On May 16 U.S. Court of Appeals for the District of Columbia Circuit denied the Federal Energy Regulatory Commission’s bid to delay a lawsuit brought by environmental groups against the Mountain Valley Pipeline. FERC had asked to delay the lawsuit until it concluded its own rehearing process. FERC made the motion to delay in February, asking that the case challenging the FERC certificate of public convenience and necessity for the MVP be held in abeyance, allowing FERC to address the “numerous and complex matters” raised by environmentalists and landowners in their requests for rehearing.  (The FERC process could take many months.)

“FERC should not be allowed to use tolling orders and other delay tactics to block court challenges even as it allows companies like Mountain Valley to move forward with pipeline construction,” Sierra Club attorney Elly Benson said in a statement. “The people and communities that would be affected by this fracked gas project deserve a comprehensive review process that fully examines the threats posed to them and the environment.”

Read more here.

Appeals Court Orders Halt to ACP Construction

Late in the day on May 15, 2018, the Richmond Times-Dispatch reported that, “A federal appeals court has ordered a halt to construction of the 600-mile Dominion Energy-led Atlantic Coast Pipeline, following a legal challenge by environmental opponents who argued a review by the U.S. Fish and Wildlife Service was inadequate. A three-judge panel at the U.S. Court of Appeals for the Fourth Circuit agreed, striking down the review, known as an incidental take statement, which is meant to set limits on harm to threatened or endangered species during construction.”

The court’s order states, “Petitioners seek review of the U.S. Fish and Wildlife Service’s Incidental Take Statement, which authorized the Atlantic Coast Pipeline project to take certain threatened or endangered species. As to five of the affected species, Petitioners argue that the agency failed to set clear limits on take as required by the Endangered Species Act. Exercising jurisdiction pursuant to 15 U.S.C. § 717r(d)(1), we conclude, for reasons to be more fully explained in a forthcoming opinion, that the limits set by the agency are so indeterminate that they undermine the Incidental Take Statement’s enforcement and monitoring function under the Endangered Species Act. Accordingly, we VACATE the Fish and Wildlife Service’s Incidental Take Statement.  See 5 U.S.C. § 706(2). We reserve judgment on the parties’ remaining disputes until our forthcoming opinion.”

D.J. Gerten, the Southern Environmental Law Center attorney who argued the case for the Sierra Club, the Defenders of Wildlife, and the Virginia Wilderness Committee, said, “This puts a stop to any work that could threaten rare and endangered species and that’s much of the pipeline route.”

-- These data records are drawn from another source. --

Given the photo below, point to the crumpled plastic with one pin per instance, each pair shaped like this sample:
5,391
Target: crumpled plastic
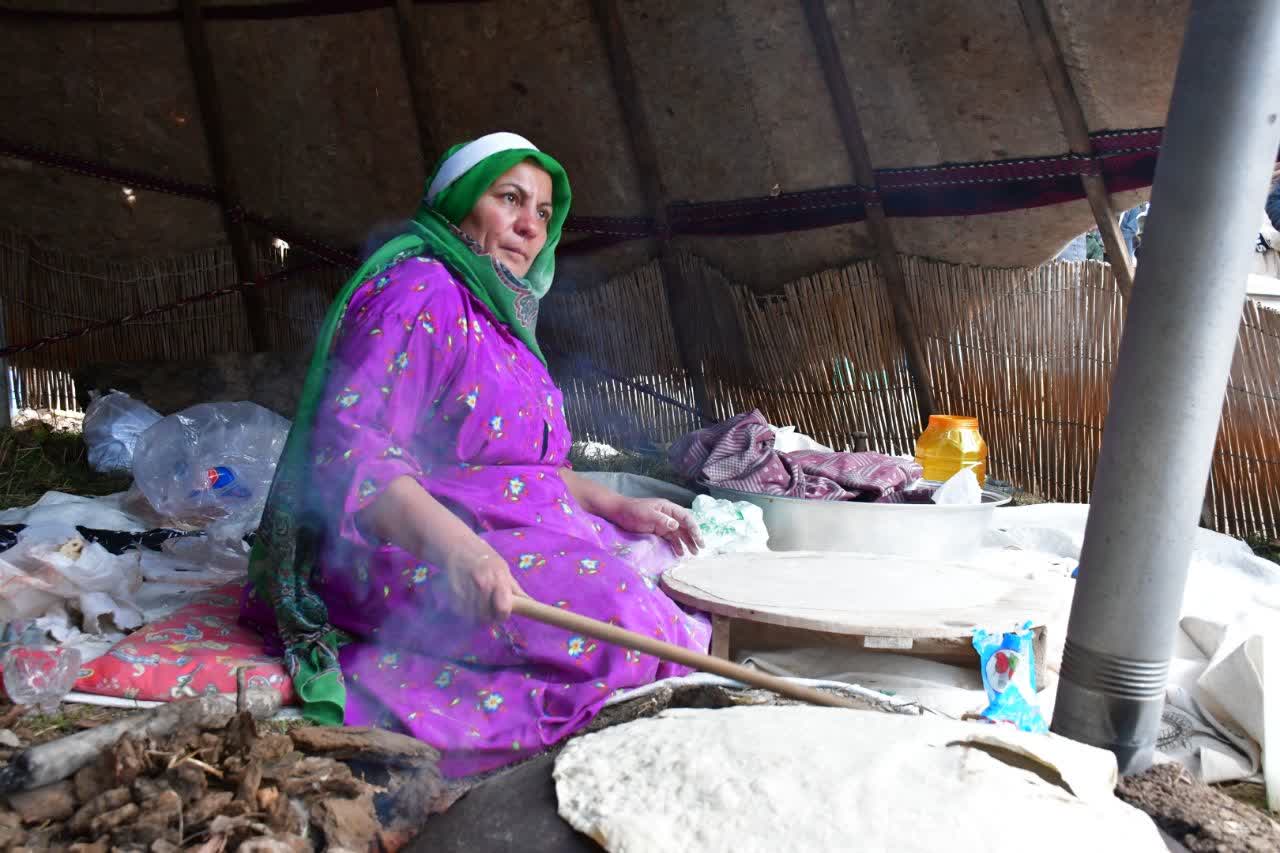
211,464
961,488
50,571
728,527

In the Washington Post report, Dominion talks about continuing construction [italics added].  “‘We remain confident in the project approvals and the ACP will continue to move forward with construction as scheduled,’ spokeswoman Jen Kostyniuk said via email. ‘We will fully comply as required while we continue to construct the project. Although we disagree with the outcome of the court’s decision, and are evaluating our options, we are committed to working with the agency to address the concerns raised by the court’s order.'”

In a statement to the press, Friends of Nelson said, “We are of course pleased with this decision from the 4th Circuit regarding the US Fish and Wildlife review of the ACP. Residents and groups fighting on behalf of impacted communities have long held that thousands of pages of documents do not necessarily end in a thorough review. Errors and omissions have been rife among agencies in charge, and political pressures have been glaringly obvious. We will wait for details of the court’s full opinion, but are most grateful for the Southern Environmental Law Center’s steadfast dedication to the communities all along the route of the Atlantic Coast Pipeline. It is indeed a pleasure to hear a court confirm the deficiencies in at least part of the review of this project. Given the opportunity for all of the many challenges to be heard by the courts before this pipe is laid, we are confident that this project will not be built.”